Produzenten von fertigen Lebensmitteln wie Nestlé sehen, auf den ersten Blick, nach wie vor attraktiv aus. Ich sehe hier nur das Problem, dass es zu wenig Wachstum gibt und die Bewertungen dafür einfach zu hoch sind. Bei den meisten Unternehmen stimmt auch das Renditepotential für mich noch nicht. Im Blick sollte man die Branche dennoch haben. Auf der Watchlist habe ich hier Ingredion, Conagra Brands, Lamb Weston und Associated British Foods. Bisher war es richtig, hier nicht weiter reinzugehen, sondern abzuwarten.

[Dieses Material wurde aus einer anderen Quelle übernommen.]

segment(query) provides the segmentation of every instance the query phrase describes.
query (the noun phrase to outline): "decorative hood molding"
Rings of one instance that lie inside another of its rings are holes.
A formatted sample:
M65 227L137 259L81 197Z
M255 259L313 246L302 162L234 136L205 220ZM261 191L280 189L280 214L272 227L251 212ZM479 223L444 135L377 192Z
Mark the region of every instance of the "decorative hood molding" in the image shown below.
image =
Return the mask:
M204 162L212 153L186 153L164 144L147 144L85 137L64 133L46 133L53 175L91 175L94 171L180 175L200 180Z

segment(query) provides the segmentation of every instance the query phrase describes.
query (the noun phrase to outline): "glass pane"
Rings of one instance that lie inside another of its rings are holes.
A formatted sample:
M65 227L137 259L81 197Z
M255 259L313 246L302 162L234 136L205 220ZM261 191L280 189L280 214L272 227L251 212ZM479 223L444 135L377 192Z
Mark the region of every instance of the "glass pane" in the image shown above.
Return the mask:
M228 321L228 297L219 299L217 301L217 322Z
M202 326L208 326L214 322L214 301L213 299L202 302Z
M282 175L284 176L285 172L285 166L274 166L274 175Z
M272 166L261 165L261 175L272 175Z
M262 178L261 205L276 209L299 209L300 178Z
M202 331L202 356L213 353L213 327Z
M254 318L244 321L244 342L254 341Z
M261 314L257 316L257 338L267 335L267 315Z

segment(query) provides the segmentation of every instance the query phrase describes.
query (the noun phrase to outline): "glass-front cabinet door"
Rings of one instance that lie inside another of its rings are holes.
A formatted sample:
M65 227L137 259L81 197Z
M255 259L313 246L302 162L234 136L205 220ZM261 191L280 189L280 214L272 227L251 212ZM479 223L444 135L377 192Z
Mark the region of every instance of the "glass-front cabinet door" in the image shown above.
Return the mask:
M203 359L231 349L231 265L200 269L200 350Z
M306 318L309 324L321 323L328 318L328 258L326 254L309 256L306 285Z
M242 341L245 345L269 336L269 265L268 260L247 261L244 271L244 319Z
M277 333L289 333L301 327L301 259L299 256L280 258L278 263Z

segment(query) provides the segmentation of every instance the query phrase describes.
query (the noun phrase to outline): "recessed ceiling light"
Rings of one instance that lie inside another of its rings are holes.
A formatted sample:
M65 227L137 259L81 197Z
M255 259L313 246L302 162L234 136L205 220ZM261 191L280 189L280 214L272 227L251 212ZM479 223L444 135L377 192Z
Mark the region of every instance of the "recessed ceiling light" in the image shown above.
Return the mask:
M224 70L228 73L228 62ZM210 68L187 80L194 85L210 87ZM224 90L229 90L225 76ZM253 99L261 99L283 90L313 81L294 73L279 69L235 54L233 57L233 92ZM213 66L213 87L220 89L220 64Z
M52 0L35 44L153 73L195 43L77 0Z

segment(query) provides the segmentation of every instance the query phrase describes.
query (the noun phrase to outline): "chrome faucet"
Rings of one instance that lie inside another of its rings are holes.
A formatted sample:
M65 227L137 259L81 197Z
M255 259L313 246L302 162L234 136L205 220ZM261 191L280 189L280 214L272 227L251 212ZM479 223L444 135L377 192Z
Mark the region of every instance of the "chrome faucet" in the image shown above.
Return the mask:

Ähnlich ist die Situation beim Alkohol. Die Bewertungen sind für die Situation inzwischen aber fair (vor einem Jahr waren sie noch zu hoch). Vielleicht blöde Frage, aber trinkt hier noch jemand regelmäßig? Es mag anekdotische Evidenz sein, aber in meinem Umfeld und in meiner Generation greifen immer weniger Leute regelmäßig zum Alkohol. Die Generation, die 3 Flaschen Bier pro Abend trinkt, stirbt langsam weg, oder muss gesundheitlich aufhören. Bei den Jüngeren nehme ich wahr, dass sie eine gesündere Einstellung zum Alkohol haben, als wir es in unserer Jugend hatten. Ob das ein temporärer Sauf-Hype im Internet ausgleicht, ist fraglich. Die Expansion in Länder mit anderer Trinkkultur ist auch abwegig. Verschwinden wird das Gift aber nicht. Diageo, Pernod Ricard und einige Brauereien sehen langsam so aus, dass man sie mal bewerten kann.
Bei Sportbekleidungsherstellern sieht es nach ernster Krise aus. Etablierte Marken verlieren ihren Glanz. Zölle haben einiges durcheinander gebracht. Während Nike und Puma desolat aussehen, gefallen mir Lululemon und Adidas momentan.
Fazit
Es gibt Chancen am Markt und sicher noch mehr, als ich aufgezählt habe. Der Fisch stinkt aber vom Kopf, weshalb ich insgesamt mit dem aktiven Portfolio vorsichtig bin und gern auf extreme Schnäppchen warte.
Ich werde die Updates immer in der Form gestalten, wenn es signifikante Änderungen im Portfolio oder im Markt gibt.
Bleibt wachsam, aber optimistisch – wir lesen uns im nächsten Update!